Da tifosi sappiamo che il campo è imprevedibile e che la fortuna spesso conta. Ma affidarsi alla buona sorte non è da Aquile: è il momento di guardare a Formello e allo Stadio Olimpico con occhi più tecnici. Screening cardiovascolare più stringenti, check periodici durante la stagione, e protocolli chiari per i casi di malore non sono spese inutili, sono investimenti sulla carriera dei giocatori e sulla tranquillità dei tifosi.
Non si tratta solo di aggiornare apparecchiature – defibrillatori e monitor di ultima generazione dovrebbero essere standard ovunque – ma di mettere in piedi una catena di responsabilità: chi decide la presenza in campo dopo un episodio, quali parametri vengono valutati, come si coordina il centro medico con lo staff tecnico. Il calcio moderno non può limitarsi a una visita estiva e poi sperare che tutto vada liscio fino a maggio.
La Lazio, per caratteristiche societarie e per la sua storia, ha la responsabilità di dare l’esempio. Formello è il luogo ideale per introdurre protocolli di sorveglianza quotidiana: monitoraggio del carico di lavoro, analisi dei dati cardiaci e respiratori, valutazioni mirate dopo sforzi intensi o sintomi sospetti. Anche la gestione delle emergenze allo stadio merita una messa a punto: percorsi di intervento provati, comunicazione rapida con i servizi sanitari della città e informazione trasparente ai tifosi senza creare allarmismi inutili.
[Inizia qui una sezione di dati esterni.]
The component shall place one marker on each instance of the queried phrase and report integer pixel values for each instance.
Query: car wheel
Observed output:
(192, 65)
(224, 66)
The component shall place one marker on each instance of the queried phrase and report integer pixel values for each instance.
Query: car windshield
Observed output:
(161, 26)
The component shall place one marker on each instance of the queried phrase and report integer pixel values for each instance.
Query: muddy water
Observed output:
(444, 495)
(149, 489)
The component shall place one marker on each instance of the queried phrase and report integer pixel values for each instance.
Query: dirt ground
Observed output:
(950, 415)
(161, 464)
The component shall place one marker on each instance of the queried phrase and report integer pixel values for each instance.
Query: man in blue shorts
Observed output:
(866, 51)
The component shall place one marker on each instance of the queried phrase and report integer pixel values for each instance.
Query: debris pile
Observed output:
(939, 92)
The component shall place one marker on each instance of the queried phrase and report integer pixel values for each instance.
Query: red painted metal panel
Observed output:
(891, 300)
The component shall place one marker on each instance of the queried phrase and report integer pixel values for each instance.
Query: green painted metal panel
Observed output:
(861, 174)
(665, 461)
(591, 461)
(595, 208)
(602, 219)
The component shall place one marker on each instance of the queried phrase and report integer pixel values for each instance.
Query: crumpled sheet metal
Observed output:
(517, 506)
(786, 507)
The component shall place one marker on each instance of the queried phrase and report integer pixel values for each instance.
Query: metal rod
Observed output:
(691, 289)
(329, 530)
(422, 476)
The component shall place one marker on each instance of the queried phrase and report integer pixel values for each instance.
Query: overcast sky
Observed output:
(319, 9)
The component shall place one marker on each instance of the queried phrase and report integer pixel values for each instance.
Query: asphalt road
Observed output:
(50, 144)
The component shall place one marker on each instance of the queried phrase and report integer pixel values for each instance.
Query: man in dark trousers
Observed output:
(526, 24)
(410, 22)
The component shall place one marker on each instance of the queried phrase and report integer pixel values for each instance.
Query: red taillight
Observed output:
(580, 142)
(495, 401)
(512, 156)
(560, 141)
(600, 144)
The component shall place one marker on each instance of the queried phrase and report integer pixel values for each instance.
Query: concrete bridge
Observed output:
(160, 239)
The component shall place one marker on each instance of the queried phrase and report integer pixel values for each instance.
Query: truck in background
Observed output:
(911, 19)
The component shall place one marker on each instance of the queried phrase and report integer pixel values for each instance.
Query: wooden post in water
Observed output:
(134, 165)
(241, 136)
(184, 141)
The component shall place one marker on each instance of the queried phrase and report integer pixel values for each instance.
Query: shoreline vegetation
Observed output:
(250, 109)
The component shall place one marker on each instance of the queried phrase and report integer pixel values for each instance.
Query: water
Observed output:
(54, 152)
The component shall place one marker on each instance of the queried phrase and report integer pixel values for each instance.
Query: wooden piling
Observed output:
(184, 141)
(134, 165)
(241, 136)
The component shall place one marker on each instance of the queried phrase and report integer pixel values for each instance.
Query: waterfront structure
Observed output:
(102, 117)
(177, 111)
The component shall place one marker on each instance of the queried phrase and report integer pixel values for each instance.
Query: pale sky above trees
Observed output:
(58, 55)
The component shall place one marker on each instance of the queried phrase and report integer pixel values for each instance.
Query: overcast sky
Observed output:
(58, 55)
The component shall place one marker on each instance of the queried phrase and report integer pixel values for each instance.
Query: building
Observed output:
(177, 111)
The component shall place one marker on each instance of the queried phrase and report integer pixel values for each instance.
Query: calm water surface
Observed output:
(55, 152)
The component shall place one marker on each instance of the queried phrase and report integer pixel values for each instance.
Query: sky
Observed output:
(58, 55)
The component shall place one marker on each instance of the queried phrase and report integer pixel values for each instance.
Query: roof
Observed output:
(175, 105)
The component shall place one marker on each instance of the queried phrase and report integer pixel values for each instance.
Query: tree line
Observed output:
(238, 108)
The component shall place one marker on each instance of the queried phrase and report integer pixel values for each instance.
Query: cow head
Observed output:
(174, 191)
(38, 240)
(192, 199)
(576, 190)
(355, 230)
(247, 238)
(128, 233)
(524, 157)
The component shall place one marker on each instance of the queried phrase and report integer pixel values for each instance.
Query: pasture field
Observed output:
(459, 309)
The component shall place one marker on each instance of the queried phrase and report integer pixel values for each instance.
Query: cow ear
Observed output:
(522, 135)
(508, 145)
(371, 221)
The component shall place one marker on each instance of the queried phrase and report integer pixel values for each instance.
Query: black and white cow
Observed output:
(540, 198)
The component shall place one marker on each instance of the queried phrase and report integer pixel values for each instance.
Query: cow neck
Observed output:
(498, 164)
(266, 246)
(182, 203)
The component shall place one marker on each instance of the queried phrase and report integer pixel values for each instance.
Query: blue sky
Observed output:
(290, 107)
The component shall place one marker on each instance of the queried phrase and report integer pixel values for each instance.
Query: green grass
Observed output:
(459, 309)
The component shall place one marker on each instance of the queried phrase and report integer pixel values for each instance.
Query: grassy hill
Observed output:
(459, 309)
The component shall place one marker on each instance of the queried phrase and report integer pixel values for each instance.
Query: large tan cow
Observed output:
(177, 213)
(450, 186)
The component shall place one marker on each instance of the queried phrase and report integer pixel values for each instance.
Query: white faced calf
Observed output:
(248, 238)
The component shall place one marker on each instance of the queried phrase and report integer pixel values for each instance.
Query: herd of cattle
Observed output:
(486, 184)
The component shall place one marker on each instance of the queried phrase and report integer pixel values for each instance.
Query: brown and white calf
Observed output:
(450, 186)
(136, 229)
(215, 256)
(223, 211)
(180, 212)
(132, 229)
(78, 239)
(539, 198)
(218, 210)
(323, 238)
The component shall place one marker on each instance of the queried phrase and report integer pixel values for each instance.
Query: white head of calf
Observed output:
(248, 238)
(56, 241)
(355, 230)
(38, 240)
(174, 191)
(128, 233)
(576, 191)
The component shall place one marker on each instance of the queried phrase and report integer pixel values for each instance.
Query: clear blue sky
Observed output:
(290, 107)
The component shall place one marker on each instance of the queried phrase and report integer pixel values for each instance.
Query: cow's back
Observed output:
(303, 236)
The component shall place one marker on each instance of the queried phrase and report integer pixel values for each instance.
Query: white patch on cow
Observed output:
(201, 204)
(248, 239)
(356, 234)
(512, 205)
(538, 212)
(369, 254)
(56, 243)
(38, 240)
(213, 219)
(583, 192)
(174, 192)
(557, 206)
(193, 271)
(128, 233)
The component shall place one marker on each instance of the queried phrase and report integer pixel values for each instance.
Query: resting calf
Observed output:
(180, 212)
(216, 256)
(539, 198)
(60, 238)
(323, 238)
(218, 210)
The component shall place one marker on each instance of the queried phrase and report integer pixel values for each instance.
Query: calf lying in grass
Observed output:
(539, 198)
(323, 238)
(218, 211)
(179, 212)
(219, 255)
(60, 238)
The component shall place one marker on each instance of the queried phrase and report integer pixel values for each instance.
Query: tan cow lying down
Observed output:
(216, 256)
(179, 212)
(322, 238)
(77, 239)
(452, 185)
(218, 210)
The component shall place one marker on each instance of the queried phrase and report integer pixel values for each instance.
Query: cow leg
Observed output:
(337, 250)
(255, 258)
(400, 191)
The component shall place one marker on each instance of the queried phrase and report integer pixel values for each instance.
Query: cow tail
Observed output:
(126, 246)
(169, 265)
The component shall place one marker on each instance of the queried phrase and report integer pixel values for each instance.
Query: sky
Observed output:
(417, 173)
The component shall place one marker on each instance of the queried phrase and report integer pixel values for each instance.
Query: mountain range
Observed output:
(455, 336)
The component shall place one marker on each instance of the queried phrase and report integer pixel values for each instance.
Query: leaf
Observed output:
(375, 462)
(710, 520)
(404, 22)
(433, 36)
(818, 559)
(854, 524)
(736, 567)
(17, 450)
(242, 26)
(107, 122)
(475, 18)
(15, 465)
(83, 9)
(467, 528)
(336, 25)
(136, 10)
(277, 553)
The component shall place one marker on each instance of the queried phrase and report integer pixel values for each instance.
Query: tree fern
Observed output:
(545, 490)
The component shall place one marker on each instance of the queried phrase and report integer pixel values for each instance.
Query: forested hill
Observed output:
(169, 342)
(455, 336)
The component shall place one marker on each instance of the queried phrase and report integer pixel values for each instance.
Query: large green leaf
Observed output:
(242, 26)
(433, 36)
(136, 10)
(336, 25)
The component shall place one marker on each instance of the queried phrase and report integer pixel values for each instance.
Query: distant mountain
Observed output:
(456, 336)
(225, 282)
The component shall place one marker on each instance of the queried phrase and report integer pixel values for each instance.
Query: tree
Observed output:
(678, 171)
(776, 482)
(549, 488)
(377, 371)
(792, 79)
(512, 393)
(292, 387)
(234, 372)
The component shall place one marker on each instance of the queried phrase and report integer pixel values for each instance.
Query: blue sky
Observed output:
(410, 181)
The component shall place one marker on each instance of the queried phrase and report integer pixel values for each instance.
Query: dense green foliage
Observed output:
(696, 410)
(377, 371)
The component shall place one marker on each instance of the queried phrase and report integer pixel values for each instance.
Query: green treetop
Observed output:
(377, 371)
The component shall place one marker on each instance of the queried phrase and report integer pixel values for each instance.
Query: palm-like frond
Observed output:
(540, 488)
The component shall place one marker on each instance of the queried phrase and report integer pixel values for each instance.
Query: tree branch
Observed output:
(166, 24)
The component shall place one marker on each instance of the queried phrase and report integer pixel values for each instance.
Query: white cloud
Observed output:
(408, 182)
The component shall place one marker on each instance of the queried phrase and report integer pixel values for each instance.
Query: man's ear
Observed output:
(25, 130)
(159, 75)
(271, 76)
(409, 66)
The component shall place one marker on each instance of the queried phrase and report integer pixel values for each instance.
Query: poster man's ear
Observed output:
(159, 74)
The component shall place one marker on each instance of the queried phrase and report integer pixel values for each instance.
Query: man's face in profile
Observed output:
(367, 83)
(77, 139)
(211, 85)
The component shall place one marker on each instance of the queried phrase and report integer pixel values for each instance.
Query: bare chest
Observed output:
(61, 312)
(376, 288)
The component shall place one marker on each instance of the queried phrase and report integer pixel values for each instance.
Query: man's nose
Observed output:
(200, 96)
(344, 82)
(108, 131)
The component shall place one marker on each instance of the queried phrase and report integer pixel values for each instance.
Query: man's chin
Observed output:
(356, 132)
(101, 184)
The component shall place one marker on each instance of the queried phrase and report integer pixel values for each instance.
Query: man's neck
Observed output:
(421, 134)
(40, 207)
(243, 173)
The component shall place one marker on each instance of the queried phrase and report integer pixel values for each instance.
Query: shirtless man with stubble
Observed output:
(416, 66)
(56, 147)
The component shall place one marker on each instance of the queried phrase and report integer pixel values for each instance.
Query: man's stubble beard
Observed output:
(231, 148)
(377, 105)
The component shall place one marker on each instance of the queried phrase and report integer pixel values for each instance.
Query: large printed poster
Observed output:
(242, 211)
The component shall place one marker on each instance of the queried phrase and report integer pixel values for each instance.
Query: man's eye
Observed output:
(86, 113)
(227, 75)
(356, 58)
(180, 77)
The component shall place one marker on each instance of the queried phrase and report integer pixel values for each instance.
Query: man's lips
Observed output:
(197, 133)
Infine c’è la questione della cultura: bisogna educare staff e giocatori a non minimizzare segnali che possono sembrare banali. Dire «ma sto bene» non può diventare un lasciapassare automatico. La Lazio ha la possibilità di trasformare un episodio preoccupante in un cambiamento concreto, che tuteli le carriere e la vita delle persone. Perché nel calcio, come fuori, la salute non ha tifoseria: è un dovere prenderla sul serio.